If you’d rather be in a different analyst role, you may also consider becoming the following:
- Credit analyst, someone who specialises in credit and loan applications
- Insurance analyst, someone who evaluates policies and determines corresponding risks for the insurer and the insured
- Data analyst, someone who identifies crucial trends and derives insights from a wide range of data, so that leaders can make better decisions regarding their business
There are also plenty of analyst roles in the government, especially in economics, trade, and finance.
An actuarial professional makes use of statistical skills, financial theories, and economics know-how in order to determine the financial impact of different risks that may occur within a certain industry.
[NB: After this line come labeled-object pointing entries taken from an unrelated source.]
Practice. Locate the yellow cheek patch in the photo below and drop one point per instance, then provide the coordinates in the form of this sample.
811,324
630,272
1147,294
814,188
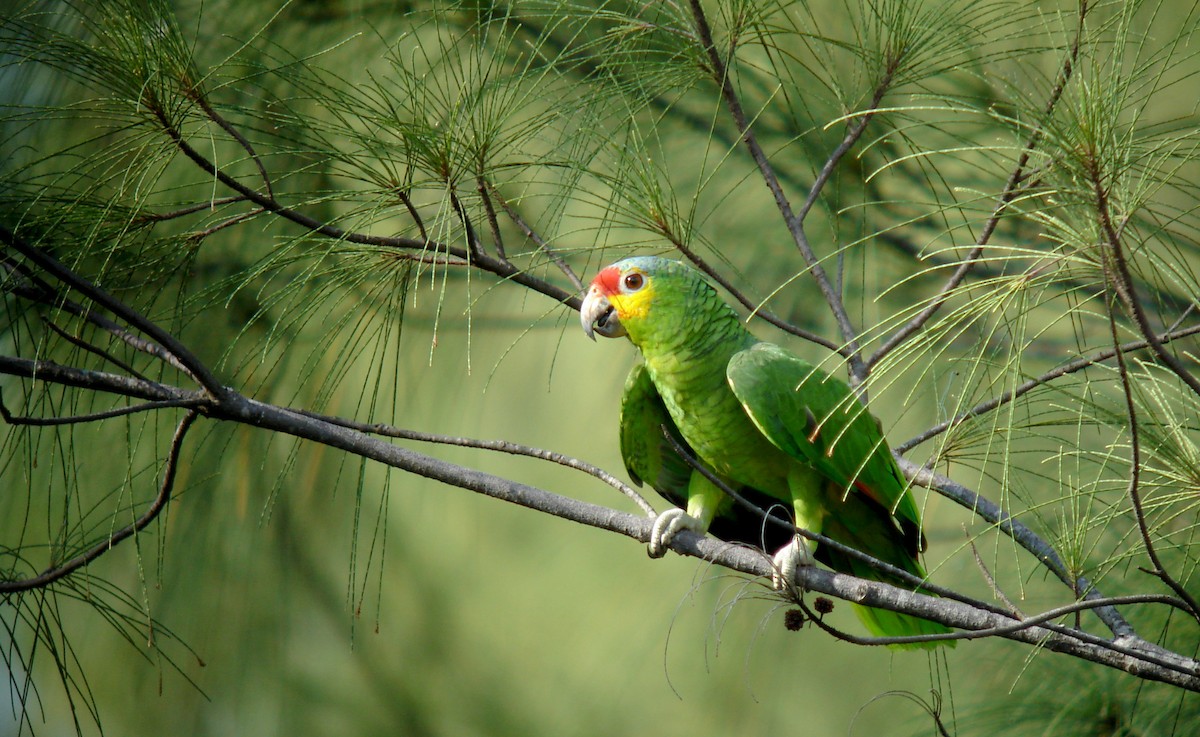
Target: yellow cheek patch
633,306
It’s essentially risk management, but focused on financial security.
For example, an actuary for an insurance provider analyses how much it will cost the company should a certain number of policyholders die or become permanently disabled during a global pandemic. Armed with the correct information, the insurance company can then make the right decisions so that they don’t lose money while still being able to compensate their clients.
There are two categories of actuarial disciplines: life and non-life. The former deals with insurance, healthcare, and long-term care, among others, while the latter primarily deals with various types of liability insurance. Other fields for non-life actuaries include banking, investment, and marketing.
One of the most viable career paths for someone with an economics degree is business consulting. In this field, you’re going to provide advice to clients so that they can improve their processes, financial management, and even human resource development. Many business consultants also conduct research, and often take an active role in developing business plans and executing strategies for their clients.
What’s great about being a business consultant is that you can take the freelance route. By working with multiple clients, you can potentially earn more.
Last but certainly not least, your economics degree will always be in-demand in the public sector. In particular, your expertise will be valuable in developing economic policies. You may also be hired to perform advisory or planning roles related to social welfare, risk analysis, taxation, pricing, and government spending.
If you’re not interested in the above, there are also options for you in sales, human resources, journalism, information technology, or even law. You may even put up your own small business, if you want and have the means to do so. All in all, there’s no shortage of career possibilities for economics students.